One who like myself goes his own way is bound to be exposed to many misunderstandings. But fundamentally he can bear this easily. Such misunderstandings are generally self-evident for him when he considers the mental make-up of his critics. It is not without humorous feelings that I look back upon many a “critical” judgment I have received in the course of my career as a writer. At the beginning everything went well. I wrote about Goethe and in connection with him. What I said sounded to many as though they could fit it into their preconceived notions. This was done by saying, “A work such as Rudolf Steiner's introductions to the scientific writings of Goethe can be described honestly as the best that has been written on this question.” When later I published an independent work I had already become much more stupid. For now a benevolent critic gave the following advice: “Before he continues to reform and brings his Philosophy of Spiritual Activity into the world, one must urgently advise him first to penetrate to an understanding of those two philosophers (Hume and Kant).” The critic unfortunately knows only what he can manage to read in Kant and Hume; thus he really only advises me to see nothing in these thinkers beyond what he sees. When I shall have achieved this he will be satisfied with me. — When my Philosophie der Freiheit appeared I was in need of being judged like the most ignorant beginner. This judgment I received from a gentleman whom hardly anything forces to write books except the fact that there are innumerable volumes by others, which he has not understood. He informs me with much thoughtfulness that I would have noticed my mistakes if I “had pursued deeper psychological, logical, and epistemological studies;” and he immediately enumerates for me all the books which I should read in order to become as clever as he: “Mill, Sigwart, Wundt, Riehl, Paulsen, B. Erdmann.” — Especially diverting for me was the advice of a man who is so impressed by the way he “understands” Kant that he cannot even imagine someone's having read Kant and nevertheless having an opinion different from his. He therefore indicates to me the chapters in question in Kant's writings from which I might acquire an under standing of Kant as profound as his own.

I have here adduced a few typical judgments concerning my world of ideas. Although they are insignificant in themselves they appear to me to be well suited to indicate symptomatically certain facts which today constitute serious obstacles in the path of one who writes on questions of higher cognition.
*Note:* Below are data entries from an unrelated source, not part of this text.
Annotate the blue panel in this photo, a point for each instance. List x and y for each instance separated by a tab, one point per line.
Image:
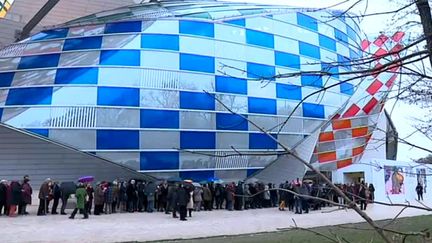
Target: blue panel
332	69
196	28
309	50
260	71
347	88
226	121
312	80
197	101
123	27
42	132
50	34
288	91
158	41
77	76
118	96
307	21
94	42
231	85
159	119
117	139
262	141
239	22
261	105
339	35
197	63
120	58
287	60
197	140
40	61
159	160
327	42
203	175
30	96
313	110
259	38
6	79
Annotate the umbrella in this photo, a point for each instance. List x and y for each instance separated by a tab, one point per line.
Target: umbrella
86	179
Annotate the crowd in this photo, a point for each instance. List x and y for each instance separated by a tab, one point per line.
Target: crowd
182	197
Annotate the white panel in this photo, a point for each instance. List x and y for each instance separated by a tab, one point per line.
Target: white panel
199	46
160	60
230	33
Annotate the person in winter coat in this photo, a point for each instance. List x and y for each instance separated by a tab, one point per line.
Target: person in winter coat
81	196
3	197
27	191
197	197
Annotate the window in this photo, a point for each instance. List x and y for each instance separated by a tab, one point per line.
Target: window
226	121
197	140
288	91
260	71
159	161
76	76
84	43
39	61
6	79
309	50
197	101
197	63
262	141
117	139
287	60
123	27
261	105
120	58
307	22
196	28
50	34
118	96
231	85
159	119
157	41
259	38
312	80
313	110
30	96
327	42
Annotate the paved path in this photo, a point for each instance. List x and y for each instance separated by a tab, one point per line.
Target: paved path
159	226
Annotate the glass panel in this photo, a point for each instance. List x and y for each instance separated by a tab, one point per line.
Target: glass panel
238	104
113	118
165	140
43	47
197	120
68	96
118	96
196	161
121	42
27	117
236	140
40	61
119	76
159	98
80	139
84	43
117	139
79	59
159	119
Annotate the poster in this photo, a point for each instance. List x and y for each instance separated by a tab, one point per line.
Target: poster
394	180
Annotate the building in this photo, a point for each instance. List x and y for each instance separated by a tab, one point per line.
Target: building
153	87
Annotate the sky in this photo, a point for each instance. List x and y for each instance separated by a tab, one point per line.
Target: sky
403	115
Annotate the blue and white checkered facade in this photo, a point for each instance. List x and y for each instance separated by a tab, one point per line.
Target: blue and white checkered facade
141	92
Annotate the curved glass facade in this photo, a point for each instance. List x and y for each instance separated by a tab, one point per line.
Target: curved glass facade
141	85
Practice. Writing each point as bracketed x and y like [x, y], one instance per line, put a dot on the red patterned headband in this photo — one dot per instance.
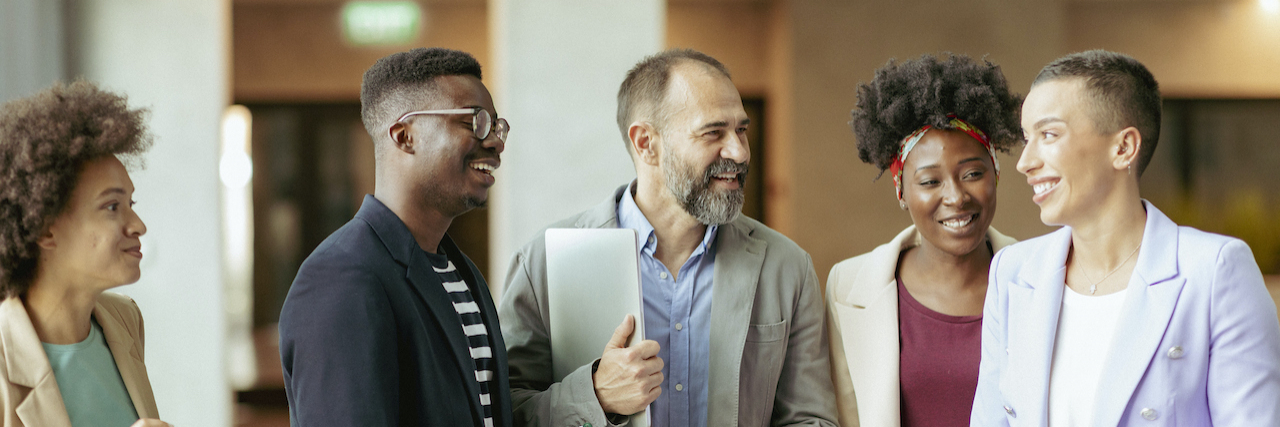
[909, 143]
I must go my way, no matter whether one gives me the good advice to read Kant, or whether another accuses me of heresy because I agree with Haeckel. And so I have written about mysticism without caring what the judgments of a credulous materialist may be. I would only like, so that no printer's ink is quite needlessly wasted, to inform those who may now perhaps advise me to read Haeckel's Welträtsel, The Riddle of the Universe, that in the last months I have given about thirty lectures on this book.

I hope to have shown in my work that one can be a faithful follower of the scientific philosophy and still seek out the paths to the soul into which mysticism, properly understood, leads. I go even further and affirm: Only one who understands the spirit in the sense of true mysticism can attain a full understanding of facts in the realm of nature. One must only beware of confusing true mysticism with the “mysticism” of muddled heads. How mysticism can err I have shown in my Philosophie der Freiheit.